TJ-SP confirma absolvição de ex-catadora analfabeta por venda de CDs piratas, a pedido da Defensoria Pública

“Esta atuação faz parte do compromisso da Defensoria Pública de São Paulo enquanto instituição autônoma e comprometida com os valores do acesso à Justiça e dos Direitos Humanos”

Publicado em 27 de Agosto de 2015 às 10:00 | Atualizado em 27 de Agosto de 2015 às 10:00

O Tribunal de Justiça do Estado (TJ-SP) confirmou uma decisão que, a pedido da Defensoria Pública de SP, absolveu uma ex-catadora de materiais recicláveis da acusação pelo crime de violação de direito autoral. Segundo os autos do processo, ela vendeu 20 CDs e DVDs piratas em 2008, mas a corte considerou que ela não tinha consciência do crime, por ser analfabeta, ter inteligência limítrofe e transtornos psiquiátricos.
 
A mulher foi acusada de expor à venda e comercializar CDs e DVDs piratas no dia 25/6/2008, na cidade de Ribeirão Preto, conforme o artigo 184, § 2º, do Código Penal. Ela própria declarou que adquiriu 20 discos no intuito de revendê-los e obter dinheiro para alimentar a si e à família, já que não mais exercia a função de catadora de materiais recicláveis e não dispunha dessa fonte de renda.
 
Porém, a acusada demonstrou em suas declarações não ter ciência da ilicitude de seu ato, como ao dizer que não correu da abordagem da Polícia por considerar que não havia feito “nada de errado”. Testemunhas a identificaram como “catadora de papelão” e disseram desconhecer um envolvimento costumeiro dela na venda de CDs e DVDs falsificados.
 
Em exame de insanidade mental, ela foi considerada analfabeta – sabe apenas escrever o nome, mas não lê –, tem limitações cognitivas e transtornos de ansiedade, depressivo e de personalidade. A 13ª Câmara de Direito Criminal, em votação unânime, considerou que a mulher não tinha conhecimento da ilicitude de seus atos, incidindo no chamado “erro de tipo” – ou seja, ela agiu movida por uma falsa percepção da realidade, como se sua conduta não fosse tipificada como crime.
 
O Defensor Público Genival Torres Dantas Júnior argumentou que a venda de produtos piratas é conduta bastante comum, sobretudo na população mais pobre, e socialmente aceita.
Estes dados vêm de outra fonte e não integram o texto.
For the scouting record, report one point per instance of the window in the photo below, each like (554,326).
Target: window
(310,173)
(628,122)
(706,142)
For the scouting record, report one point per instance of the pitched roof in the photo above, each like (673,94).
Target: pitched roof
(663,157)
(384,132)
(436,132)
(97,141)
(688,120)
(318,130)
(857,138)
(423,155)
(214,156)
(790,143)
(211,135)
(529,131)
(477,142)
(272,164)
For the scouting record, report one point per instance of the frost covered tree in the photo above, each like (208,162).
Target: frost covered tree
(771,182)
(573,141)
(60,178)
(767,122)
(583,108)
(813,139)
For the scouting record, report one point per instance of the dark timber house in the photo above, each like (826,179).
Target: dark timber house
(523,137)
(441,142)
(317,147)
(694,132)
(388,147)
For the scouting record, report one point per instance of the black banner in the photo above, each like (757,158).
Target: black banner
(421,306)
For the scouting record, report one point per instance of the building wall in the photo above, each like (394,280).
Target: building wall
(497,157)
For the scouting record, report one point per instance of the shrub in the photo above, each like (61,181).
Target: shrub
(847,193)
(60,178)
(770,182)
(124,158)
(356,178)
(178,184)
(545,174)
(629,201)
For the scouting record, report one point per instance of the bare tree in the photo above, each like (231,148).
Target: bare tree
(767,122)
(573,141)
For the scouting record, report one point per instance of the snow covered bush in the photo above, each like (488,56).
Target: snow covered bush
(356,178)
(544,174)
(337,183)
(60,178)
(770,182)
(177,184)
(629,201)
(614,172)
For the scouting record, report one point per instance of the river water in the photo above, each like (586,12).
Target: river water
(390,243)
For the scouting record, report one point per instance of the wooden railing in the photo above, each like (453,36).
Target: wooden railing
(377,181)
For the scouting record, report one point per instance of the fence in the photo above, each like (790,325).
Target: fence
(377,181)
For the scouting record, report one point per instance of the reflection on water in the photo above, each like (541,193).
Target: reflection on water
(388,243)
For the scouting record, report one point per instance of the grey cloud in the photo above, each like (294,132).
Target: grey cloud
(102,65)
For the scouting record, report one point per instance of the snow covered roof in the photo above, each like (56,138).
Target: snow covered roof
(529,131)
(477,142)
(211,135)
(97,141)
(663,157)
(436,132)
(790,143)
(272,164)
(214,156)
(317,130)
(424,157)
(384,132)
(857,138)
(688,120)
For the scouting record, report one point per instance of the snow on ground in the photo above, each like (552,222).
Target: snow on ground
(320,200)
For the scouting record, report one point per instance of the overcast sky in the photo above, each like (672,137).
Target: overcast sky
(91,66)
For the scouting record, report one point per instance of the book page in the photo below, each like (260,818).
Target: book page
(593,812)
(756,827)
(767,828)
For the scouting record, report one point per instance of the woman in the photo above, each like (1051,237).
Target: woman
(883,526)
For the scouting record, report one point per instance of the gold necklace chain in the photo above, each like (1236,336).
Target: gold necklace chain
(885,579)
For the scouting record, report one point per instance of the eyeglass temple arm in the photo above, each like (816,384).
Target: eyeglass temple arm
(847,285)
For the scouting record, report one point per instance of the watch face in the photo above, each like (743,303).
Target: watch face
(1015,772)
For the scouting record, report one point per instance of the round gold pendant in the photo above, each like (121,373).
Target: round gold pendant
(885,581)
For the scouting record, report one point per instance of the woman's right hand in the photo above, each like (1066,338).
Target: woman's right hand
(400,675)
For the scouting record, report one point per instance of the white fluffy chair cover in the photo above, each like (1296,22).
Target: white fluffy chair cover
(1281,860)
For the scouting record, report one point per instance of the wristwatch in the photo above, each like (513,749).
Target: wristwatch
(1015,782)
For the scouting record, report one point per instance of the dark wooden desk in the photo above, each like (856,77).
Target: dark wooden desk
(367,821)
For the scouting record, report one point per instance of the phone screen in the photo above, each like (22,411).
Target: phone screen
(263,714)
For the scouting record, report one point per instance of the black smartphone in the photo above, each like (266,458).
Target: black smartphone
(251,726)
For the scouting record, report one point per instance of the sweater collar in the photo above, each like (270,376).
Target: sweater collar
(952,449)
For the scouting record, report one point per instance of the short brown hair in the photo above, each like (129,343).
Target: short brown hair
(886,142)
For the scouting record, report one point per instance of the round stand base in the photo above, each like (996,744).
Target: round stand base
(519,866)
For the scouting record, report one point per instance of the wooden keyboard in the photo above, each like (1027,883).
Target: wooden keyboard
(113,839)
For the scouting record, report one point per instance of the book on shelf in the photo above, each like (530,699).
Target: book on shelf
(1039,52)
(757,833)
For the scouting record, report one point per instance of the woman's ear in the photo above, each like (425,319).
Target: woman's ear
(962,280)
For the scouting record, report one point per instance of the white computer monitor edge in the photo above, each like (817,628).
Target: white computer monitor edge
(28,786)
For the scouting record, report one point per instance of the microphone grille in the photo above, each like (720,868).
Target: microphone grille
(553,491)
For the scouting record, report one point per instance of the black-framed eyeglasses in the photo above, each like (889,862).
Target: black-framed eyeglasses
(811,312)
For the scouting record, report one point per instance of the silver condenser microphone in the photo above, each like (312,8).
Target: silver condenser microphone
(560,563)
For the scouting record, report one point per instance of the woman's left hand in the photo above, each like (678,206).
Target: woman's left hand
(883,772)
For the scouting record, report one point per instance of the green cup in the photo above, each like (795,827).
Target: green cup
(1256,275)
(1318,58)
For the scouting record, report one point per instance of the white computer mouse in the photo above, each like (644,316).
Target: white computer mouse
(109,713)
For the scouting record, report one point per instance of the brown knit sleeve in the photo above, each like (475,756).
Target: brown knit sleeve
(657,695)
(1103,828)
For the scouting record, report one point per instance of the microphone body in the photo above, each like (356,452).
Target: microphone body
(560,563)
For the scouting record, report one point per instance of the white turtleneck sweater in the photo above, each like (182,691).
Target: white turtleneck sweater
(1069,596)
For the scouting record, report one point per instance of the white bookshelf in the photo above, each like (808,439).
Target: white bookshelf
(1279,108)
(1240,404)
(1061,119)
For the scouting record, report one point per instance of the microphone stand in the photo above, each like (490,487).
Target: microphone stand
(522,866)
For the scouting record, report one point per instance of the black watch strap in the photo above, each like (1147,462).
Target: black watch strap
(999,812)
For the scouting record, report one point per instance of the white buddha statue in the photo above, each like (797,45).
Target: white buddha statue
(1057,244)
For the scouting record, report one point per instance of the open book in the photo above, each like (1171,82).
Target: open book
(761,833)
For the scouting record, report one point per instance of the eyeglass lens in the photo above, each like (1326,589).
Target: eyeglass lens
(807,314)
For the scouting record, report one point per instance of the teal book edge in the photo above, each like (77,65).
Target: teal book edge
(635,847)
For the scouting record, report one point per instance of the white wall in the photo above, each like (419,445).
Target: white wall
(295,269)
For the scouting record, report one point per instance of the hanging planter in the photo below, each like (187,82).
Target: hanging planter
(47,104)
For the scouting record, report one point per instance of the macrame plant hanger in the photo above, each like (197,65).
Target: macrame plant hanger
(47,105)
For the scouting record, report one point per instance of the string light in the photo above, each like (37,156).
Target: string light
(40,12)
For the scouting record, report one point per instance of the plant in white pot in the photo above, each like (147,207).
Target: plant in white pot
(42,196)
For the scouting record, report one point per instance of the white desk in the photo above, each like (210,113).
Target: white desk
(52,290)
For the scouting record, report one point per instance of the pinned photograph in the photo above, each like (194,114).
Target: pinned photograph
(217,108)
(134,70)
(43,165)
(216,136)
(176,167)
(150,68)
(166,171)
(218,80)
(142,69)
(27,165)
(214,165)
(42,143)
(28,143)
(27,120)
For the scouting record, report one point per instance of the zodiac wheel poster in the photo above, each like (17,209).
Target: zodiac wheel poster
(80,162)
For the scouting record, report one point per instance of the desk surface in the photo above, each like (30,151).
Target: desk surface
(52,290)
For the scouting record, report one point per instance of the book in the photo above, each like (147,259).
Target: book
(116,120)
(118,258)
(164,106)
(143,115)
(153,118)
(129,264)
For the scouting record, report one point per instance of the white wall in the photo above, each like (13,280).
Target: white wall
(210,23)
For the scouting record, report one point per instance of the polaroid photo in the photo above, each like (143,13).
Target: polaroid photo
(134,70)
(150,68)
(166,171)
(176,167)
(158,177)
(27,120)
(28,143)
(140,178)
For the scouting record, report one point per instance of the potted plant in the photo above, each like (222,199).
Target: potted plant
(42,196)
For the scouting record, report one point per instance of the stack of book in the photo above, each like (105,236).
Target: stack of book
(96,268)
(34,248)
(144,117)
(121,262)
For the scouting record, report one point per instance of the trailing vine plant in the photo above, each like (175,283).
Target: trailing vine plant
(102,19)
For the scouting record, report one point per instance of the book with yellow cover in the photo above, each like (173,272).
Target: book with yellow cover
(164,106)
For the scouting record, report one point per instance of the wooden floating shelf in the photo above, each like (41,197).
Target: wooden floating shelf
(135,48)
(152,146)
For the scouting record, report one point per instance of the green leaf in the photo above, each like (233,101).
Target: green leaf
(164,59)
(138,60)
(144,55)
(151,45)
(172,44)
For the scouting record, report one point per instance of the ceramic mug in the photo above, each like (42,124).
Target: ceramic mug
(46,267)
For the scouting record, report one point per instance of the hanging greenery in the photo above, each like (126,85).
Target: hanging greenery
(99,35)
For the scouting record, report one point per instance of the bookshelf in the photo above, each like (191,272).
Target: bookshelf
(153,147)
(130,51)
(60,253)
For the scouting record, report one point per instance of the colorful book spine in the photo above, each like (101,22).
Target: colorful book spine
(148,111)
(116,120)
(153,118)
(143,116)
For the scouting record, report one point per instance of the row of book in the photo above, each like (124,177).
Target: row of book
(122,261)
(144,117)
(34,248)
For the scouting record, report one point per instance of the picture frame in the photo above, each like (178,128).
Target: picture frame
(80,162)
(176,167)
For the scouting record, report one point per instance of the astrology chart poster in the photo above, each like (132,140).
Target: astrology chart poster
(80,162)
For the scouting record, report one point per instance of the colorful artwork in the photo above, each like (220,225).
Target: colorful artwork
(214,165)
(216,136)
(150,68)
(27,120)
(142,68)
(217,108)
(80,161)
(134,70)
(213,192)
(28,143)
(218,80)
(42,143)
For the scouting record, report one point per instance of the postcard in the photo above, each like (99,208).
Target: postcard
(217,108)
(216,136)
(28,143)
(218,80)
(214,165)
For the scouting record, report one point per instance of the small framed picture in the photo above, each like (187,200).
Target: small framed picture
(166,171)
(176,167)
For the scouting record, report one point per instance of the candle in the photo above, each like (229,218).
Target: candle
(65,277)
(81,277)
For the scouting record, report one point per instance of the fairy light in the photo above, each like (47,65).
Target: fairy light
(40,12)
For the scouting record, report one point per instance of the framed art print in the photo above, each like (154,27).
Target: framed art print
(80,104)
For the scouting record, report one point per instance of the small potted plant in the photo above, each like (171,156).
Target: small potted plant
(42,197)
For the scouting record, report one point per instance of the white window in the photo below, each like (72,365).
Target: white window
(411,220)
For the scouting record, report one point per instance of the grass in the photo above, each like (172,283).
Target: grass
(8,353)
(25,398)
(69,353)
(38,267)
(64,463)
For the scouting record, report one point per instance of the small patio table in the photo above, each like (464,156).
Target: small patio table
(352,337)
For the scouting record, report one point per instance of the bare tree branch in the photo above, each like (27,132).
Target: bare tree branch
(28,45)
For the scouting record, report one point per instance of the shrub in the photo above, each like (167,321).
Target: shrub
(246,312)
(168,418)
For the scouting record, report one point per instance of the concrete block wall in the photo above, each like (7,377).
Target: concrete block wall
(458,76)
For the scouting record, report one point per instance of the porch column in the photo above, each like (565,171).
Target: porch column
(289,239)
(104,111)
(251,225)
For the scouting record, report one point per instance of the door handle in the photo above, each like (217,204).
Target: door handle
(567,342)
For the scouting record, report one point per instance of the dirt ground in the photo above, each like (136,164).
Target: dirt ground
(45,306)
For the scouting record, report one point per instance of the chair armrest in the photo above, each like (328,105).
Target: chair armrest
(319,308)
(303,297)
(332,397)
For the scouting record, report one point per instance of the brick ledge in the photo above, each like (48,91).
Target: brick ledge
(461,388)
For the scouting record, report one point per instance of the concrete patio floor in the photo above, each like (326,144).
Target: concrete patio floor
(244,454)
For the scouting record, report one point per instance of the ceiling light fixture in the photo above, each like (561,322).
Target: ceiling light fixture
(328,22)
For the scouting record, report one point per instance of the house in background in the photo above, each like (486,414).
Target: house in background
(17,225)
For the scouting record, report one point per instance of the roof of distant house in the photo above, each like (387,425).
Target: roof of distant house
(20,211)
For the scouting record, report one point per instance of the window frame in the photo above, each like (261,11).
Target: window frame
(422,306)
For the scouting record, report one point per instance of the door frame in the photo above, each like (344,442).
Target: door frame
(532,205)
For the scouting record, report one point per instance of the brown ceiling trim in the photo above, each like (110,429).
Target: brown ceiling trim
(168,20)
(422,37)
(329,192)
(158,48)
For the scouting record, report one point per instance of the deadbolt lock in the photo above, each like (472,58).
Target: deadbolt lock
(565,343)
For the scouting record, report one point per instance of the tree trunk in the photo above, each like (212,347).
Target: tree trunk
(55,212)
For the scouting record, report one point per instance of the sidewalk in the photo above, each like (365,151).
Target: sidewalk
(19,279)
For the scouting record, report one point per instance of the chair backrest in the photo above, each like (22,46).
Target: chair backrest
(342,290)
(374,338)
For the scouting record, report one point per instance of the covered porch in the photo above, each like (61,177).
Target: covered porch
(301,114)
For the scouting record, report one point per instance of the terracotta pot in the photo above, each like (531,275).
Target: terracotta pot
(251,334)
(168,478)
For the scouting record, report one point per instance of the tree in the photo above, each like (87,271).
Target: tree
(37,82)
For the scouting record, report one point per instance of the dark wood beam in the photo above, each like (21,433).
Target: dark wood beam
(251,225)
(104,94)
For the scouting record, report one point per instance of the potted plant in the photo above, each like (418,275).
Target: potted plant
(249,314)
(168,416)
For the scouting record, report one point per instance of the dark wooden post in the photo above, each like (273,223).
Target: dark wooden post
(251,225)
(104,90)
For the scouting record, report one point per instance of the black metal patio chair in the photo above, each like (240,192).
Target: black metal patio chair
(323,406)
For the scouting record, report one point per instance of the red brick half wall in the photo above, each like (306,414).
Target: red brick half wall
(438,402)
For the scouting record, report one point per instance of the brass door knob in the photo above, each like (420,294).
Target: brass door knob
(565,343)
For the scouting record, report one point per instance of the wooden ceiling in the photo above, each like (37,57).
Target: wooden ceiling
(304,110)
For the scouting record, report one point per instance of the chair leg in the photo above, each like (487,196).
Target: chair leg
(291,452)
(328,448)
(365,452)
Ele mencionou, inclusive, um prédio criado em 1998 pelo Município de Ribeirão Preto, por este mantido e fiscalizado, onde notoriamente camelôs comercializam produtos piratas.
 
Segundo Genival, a Teoria da Adequação Social pontua que, ainda que determinada conduta seja prevista em lei como crime, ela não deverá ser assim considerada se for socialmente adequada ou reconhecida, se estiver "de acordo com a ordem social da vida historicamente condicionada". Também questionou a validade da tipificação do artigo 184, § 2º, considerando os princípios da intervenção mínima e a da ultima ratio do direito penal – ou seja, o Estado só deveria atuar na esfera penal, intervindo na esfera da liberdade das pessoas, se não houver qualquer outro meio de coibir a conduta que não se deseja ver realizada.
 
A decisão da 13ª Câmara de Direito Criminal, proferida em 21/5 e dada ao conhecimento da Defensoria Pública em 24/8, confirmou sentença de setembro de 2012, que absolveu a mulher. Naquela decisão, o Juiz Sylvio Ribeiro de Souza Neto, da 2ª Vara Criminal de Ribeirão Preto, considerou que o comércio de produtos não autorizados é extremamente difundido e que “não se pode exigir que aqueles que procuram se sustentar e alimentar aqueles que são seus dependentes, excluídos da economia formal, como se vê inserida a acusada, tenham a plena consciência de que estão violando direito autoral”.